Unfortunately, though, giving up a lot of the junk – and in particular, ditching grains and sugar – tends to have a mixed effect in the first few weeks I try it.  For the first week I tend to feel pretty great – energized, satiated, filled with foods that are nourishing to me.  Around the end of the first week, though, I tend to get tired, even a bit depressed: sleeping too long, not feeling motivated, and at times, having brain-fog.

For these reasons, I’ve never made it past the 2-week mark on any kind of lower-carb diet.  According to a lot of people who try them, though, the first two weeks are the hardest, as your body adjusts; after that, chronic pains and symptoms start to disappear, body composition changes, energy levels rise, and so on and so forth.

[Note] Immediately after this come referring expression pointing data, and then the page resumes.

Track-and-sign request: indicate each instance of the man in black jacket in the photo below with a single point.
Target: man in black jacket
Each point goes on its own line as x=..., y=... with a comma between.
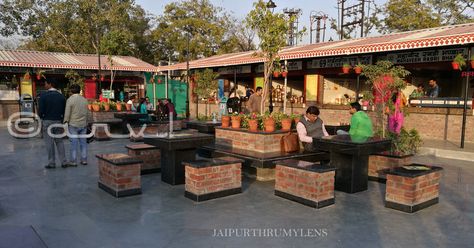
x=51, y=111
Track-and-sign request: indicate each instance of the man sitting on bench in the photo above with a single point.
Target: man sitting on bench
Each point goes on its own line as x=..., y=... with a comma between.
x=310, y=126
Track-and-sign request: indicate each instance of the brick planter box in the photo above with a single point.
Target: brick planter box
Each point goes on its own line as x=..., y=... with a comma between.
x=412, y=190
x=305, y=182
x=253, y=141
x=212, y=178
x=150, y=155
x=119, y=174
x=379, y=163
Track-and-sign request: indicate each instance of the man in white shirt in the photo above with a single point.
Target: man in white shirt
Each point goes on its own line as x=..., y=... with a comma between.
x=310, y=126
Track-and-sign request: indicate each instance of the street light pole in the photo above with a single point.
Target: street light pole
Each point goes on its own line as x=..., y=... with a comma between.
x=271, y=5
x=187, y=75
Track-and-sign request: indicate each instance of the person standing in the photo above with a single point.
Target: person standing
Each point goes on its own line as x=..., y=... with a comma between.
x=51, y=111
x=76, y=118
x=433, y=91
x=310, y=126
x=255, y=101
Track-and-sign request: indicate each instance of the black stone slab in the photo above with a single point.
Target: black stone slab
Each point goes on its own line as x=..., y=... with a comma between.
x=119, y=159
x=120, y=193
x=351, y=158
x=258, y=159
x=400, y=171
x=305, y=165
x=411, y=209
x=213, y=195
x=203, y=126
x=203, y=163
x=304, y=201
x=177, y=149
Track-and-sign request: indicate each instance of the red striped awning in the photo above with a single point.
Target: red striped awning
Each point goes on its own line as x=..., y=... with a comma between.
x=426, y=38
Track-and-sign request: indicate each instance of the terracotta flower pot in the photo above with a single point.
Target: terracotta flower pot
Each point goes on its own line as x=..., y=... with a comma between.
x=225, y=121
x=236, y=122
x=269, y=125
x=286, y=124
x=358, y=70
x=455, y=65
x=96, y=107
x=253, y=125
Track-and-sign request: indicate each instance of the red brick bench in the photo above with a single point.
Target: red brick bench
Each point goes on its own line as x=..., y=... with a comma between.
x=410, y=190
x=304, y=182
x=119, y=174
x=150, y=155
x=212, y=178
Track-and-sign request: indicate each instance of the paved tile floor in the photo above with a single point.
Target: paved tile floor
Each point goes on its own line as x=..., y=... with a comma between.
x=66, y=209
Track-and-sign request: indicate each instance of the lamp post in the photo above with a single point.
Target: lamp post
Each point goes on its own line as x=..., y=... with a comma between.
x=271, y=5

I’m looking forward to that bit, but it’s awfully hard to get past the initial messages of the body in the moment – especially for someone who has studied and believes in the power of the body’s truth!  How can I listen to my body saying, “Gee, I’d be a lot happier if you gave me a cookie right now,” and ignore it?  Or more generally: where is the line between listening to your body with the knowledge that it always tells the truth, and getting stuck in bad habits because you can’t get past the body’s usual patterns?

Depression and anxiety can both have these problems, where we get caught in loops of what we think we want versus what would be best for us.  “I just want to sleep,” our depressed brain might say to us, when getting up and moving around would do us the most good.  “Eat that cookie,” says some part of me, and another part – ostensibly my brain – says, “No, have this apple instead.”  What do we do when our bodies – which we’ve established can only tell the truth in the present moment – are telling us to do things that don’t benefit us?

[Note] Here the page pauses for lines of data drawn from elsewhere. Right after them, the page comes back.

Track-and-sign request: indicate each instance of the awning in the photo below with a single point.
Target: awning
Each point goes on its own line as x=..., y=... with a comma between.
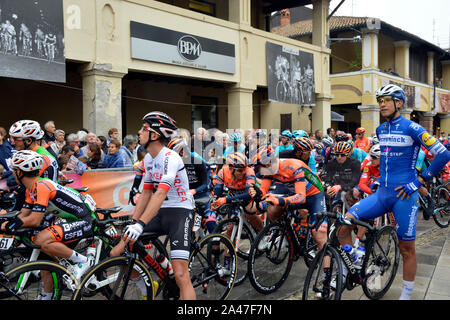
x=336, y=117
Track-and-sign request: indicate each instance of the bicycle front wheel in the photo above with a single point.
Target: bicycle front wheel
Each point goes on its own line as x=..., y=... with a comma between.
x=26, y=282
x=380, y=263
x=111, y=279
x=324, y=280
x=213, y=267
x=270, y=259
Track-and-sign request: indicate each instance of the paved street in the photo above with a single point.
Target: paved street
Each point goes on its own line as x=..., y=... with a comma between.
x=432, y=280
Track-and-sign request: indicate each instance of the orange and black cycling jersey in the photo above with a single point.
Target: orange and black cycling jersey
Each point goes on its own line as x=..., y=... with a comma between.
x=291, y=174
x=46, y=195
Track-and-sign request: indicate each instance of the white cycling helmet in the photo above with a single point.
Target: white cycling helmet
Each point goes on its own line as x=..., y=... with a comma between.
x=25, y=129
x=27, y=160
x=375, y=151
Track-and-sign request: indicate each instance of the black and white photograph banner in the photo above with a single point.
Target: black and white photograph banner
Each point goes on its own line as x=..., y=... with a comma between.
x=158, y=44
x=32, y=40
x=290, y=75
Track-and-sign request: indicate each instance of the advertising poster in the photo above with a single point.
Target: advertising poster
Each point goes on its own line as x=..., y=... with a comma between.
x=290, y=75
x=32, y=40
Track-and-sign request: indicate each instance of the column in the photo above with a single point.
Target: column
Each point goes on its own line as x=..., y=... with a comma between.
x=430, y=68
x=369, y=48
x=445, y=122
x=427, y=121
x=370, y=118
x=240, y=108
x=402, y=58
x=102, y=97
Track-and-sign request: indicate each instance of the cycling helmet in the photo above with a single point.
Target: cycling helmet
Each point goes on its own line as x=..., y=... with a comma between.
x=25, y=129
x=263, y=155
x=375, y=151
x=235, y=137
x=342, y=147
x=302, y=144
x=237, y=160
x=341, y=137
x=328, y=141
x=286, y=133
x=300, y=133
x=391, y=90
x=27, y=160
x=161, y=123
x=177, y=144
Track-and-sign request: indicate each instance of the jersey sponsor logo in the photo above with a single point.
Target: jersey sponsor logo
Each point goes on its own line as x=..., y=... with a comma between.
x=396, y=140
x=427, y=139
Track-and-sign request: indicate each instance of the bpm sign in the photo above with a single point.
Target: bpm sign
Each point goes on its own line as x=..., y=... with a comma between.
x=153, y=43
x=189, y=48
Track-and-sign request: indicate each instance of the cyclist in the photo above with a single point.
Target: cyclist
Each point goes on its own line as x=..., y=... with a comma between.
x=44, y=195
x=295, y=184
x=400, y=141
x=342, y=173
x=362, y=142
x=198, y=172
x=286, y=136
x=165, y=204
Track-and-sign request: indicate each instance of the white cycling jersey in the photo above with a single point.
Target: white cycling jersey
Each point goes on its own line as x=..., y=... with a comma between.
x=167, y=171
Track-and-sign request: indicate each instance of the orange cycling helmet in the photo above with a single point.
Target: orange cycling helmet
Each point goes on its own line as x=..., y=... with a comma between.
x=237, y=160
x=342, y=147
x=177, y=144
x=263, y=155
x=303, y=144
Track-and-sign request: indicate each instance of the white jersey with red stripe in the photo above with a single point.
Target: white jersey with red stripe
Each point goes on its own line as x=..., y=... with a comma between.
x=167, y=171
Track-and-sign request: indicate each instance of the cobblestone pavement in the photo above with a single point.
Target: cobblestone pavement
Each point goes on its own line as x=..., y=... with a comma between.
x=432, y=281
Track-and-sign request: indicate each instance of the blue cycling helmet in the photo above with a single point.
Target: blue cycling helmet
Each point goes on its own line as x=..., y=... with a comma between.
x=235, y=137
x=286, y=133
x=300, y=133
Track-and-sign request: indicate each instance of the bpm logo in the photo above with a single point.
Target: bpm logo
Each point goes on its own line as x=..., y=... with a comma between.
x=189, y=48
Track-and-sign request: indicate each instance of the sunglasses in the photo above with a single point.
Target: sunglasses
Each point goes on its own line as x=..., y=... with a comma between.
x=384, y=99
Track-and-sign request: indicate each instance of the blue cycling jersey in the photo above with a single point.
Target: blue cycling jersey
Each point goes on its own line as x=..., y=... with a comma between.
x=400, y=142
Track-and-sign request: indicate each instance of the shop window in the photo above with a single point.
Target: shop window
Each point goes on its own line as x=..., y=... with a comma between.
x=203, y=7
x=204, y=109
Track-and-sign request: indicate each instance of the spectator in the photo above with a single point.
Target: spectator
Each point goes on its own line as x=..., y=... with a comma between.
x=113, y=134
x=101, y=141
x=114, y=159
x=74, y=141
x=60, y=141
x=49, y=132
x=91, y=139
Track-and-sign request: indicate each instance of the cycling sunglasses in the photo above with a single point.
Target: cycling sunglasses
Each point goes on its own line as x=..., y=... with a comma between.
x=384, y=99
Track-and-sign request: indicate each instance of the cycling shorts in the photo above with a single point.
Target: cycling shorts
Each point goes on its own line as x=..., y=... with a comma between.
x=385, y=200
x=177, y=223
x=314, y=203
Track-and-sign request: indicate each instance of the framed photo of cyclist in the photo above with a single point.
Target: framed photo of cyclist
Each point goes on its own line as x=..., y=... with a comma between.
x=32, y=40
x=290, y=75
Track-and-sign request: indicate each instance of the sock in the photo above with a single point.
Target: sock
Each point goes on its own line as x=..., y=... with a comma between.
x=77, y=257
x=407, y=288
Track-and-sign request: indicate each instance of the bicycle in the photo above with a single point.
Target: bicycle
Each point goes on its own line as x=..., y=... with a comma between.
x=376, y=274
x=275, y=249
x=240, y=233
x=112, y=278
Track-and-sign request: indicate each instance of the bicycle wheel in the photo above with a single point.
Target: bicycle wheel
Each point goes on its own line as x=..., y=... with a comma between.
x=380, y=263
x=109, y=281
x=26, y=281
x=271, y=258
x=324, y=285
x=244, y=244
x=442, y=213
x=210, y=279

This is part of the trick of getting to know ourselves in all of our parts, as a prayer I’m fond of goes.  While getting to know our bodies and listen to their messages is essential to optimum health, it’s important not to mistake “always telling the truth” for “being an unerring guide for action.”  It takes our thinking, reasoning minds and our wise, compassionate spirits to translate the bare truths of our bodies into appropriate actions.

I believe that the more we listen to our bodies’ truths, the more often our thoughts, emotions and bodies come into alignment, or congruence, with one another.  At times like this, though, there are old patterns to get past: things my body has been doing for so long that they seem like the only right way.  If we carefully listen, and carefully honor ourselves, making life changes does get easier.  But it’s never a piece of cake.  Or an apple, for that matter.

 

 

 

Published by Kamela Dolinova

Expressive arts adventuress: writing, performing, healing, loving.

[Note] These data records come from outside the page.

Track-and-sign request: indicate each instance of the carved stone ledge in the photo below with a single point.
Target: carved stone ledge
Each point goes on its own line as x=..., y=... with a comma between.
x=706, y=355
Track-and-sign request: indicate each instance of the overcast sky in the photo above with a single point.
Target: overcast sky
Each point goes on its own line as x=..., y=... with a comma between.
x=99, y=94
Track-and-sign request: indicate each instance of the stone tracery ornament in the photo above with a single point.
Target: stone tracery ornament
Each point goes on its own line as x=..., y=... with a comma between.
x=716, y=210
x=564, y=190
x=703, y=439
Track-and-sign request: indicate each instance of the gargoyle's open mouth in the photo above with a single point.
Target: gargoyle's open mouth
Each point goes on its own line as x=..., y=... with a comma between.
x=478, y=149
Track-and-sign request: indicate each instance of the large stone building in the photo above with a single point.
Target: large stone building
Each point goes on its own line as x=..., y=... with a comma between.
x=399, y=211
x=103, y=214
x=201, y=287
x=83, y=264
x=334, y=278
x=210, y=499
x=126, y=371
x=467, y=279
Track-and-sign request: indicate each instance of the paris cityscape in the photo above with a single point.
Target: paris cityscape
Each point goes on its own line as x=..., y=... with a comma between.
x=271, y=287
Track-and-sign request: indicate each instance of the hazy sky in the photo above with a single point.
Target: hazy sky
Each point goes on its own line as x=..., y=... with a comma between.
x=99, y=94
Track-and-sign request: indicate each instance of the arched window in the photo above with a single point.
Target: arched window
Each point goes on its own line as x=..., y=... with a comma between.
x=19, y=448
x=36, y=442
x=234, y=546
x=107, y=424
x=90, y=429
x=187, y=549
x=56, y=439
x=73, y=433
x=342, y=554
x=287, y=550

2 thoughts on “Moving from habit to choice, part 2: true is not the same as right

  1. There’s room for negotiation between the cookie and the apple (and those two parts), though, right? What if you asked the cookie monster why it wanted the cookie, and it said that it needed more fuel? And you could keep conversing about what it would like the texture and saltiness and sugarness and other features of the fuel to be, and see if you could come to a compromise in the land of quinoa or sweet potato or almond-flour cracker or whatever happens to work with your diet change?

    1. Oh, absolutely! A huge part of my work is listening to the voice, and then rather than shutting it down as we generally do, entering into compassionate conversation with it, which is exactly what you’re talking about, here. Talking about this in dietary terms is a useful metaphor, as it’s something that a lot of people struggle with daily, but this is a technique you can apply to all sorts of things in life.